CITC - If Damon and you had been able to get together again when he began calling you in the mid-90′s, what direction do you think it would have taken and did it seem that whatever energy had originally been responsible for you two parting ways had mellowed with age?

HC - No sadly it hadn’t mellowed with age. Damon was a strategist and I think he had his reasons for wanting to work again, and it probably wasn’t due to a mellowing! I was still open to the idea because I felt like Damon and I were musical soul mates and I was open to seeing what we’d do. My solo career was at a high at that time, but working again with Damon and Chrome appealed to me.  Anyway we did collaborate with the material he was making at that time. His German label asked me to finish the tracks and make a posthumous collaboration and Angel of the Clouds was the result, which we are re-releasing shortly. It was initially put out in Germany in 2002. You will be able to order it from Cobraside Distribution out of LA or you can ask your records stores to order it from them.

CITC - Wikipedia, which never lies, says you’re an avid model train enthusiast. When did that happen, have you programmed any wild feedback guitar effects into it, and has it taken over your front room?

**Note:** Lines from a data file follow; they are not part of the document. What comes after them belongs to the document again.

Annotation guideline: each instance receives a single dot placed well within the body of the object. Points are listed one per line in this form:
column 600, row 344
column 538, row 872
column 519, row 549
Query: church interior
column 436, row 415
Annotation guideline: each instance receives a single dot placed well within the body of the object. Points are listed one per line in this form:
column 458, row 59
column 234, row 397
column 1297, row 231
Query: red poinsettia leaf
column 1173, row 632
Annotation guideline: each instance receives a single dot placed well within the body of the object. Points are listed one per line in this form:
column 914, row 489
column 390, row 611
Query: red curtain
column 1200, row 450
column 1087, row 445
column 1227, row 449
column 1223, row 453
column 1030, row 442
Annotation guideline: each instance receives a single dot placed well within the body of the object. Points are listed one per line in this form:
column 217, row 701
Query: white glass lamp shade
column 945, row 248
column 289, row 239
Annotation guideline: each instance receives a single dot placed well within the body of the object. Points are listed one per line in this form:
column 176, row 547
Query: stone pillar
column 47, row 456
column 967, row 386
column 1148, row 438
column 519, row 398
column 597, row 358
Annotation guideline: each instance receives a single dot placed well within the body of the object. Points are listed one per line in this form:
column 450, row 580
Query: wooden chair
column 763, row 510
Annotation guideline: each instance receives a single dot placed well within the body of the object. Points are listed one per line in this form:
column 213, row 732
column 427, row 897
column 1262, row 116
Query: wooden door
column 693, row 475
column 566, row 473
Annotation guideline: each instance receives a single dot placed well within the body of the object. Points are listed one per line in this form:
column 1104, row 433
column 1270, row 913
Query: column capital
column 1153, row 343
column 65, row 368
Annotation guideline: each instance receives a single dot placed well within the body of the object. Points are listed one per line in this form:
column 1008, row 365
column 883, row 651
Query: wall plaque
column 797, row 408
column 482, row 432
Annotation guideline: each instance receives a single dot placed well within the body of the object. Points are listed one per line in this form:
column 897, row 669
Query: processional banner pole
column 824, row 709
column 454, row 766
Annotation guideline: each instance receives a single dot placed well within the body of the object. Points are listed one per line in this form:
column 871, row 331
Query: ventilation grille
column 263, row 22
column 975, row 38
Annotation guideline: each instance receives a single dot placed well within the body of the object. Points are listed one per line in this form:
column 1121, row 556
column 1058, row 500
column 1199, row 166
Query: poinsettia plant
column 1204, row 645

HC - I just got a box of my childhood drawings from my sister whose just moved back to California. There were things in there I did like 3-6 years old and many are of trains! I kind of remember doing them and amazing memories came back to me of watching trains in Long Beach where we lived when I was that little. I’ve always loved them as far back as I can remember. I wanted to be a conductor. The iron horse, thats what the Indians called them. I did use samples and feedback and high pitch feedback and experimentations with my model trains and my guitar, in my solo work. A lot of that is on my Amphetamine Reptile albums during the late 80’s and early to mid 90s’. They did take over my living room then and we lived right around the corner from a big rock club and musicians would come over and play with my trains before they went on stage. But after that I went on tour for years and honestly I’ve never gotten my trains up and running like they were in the 90’s.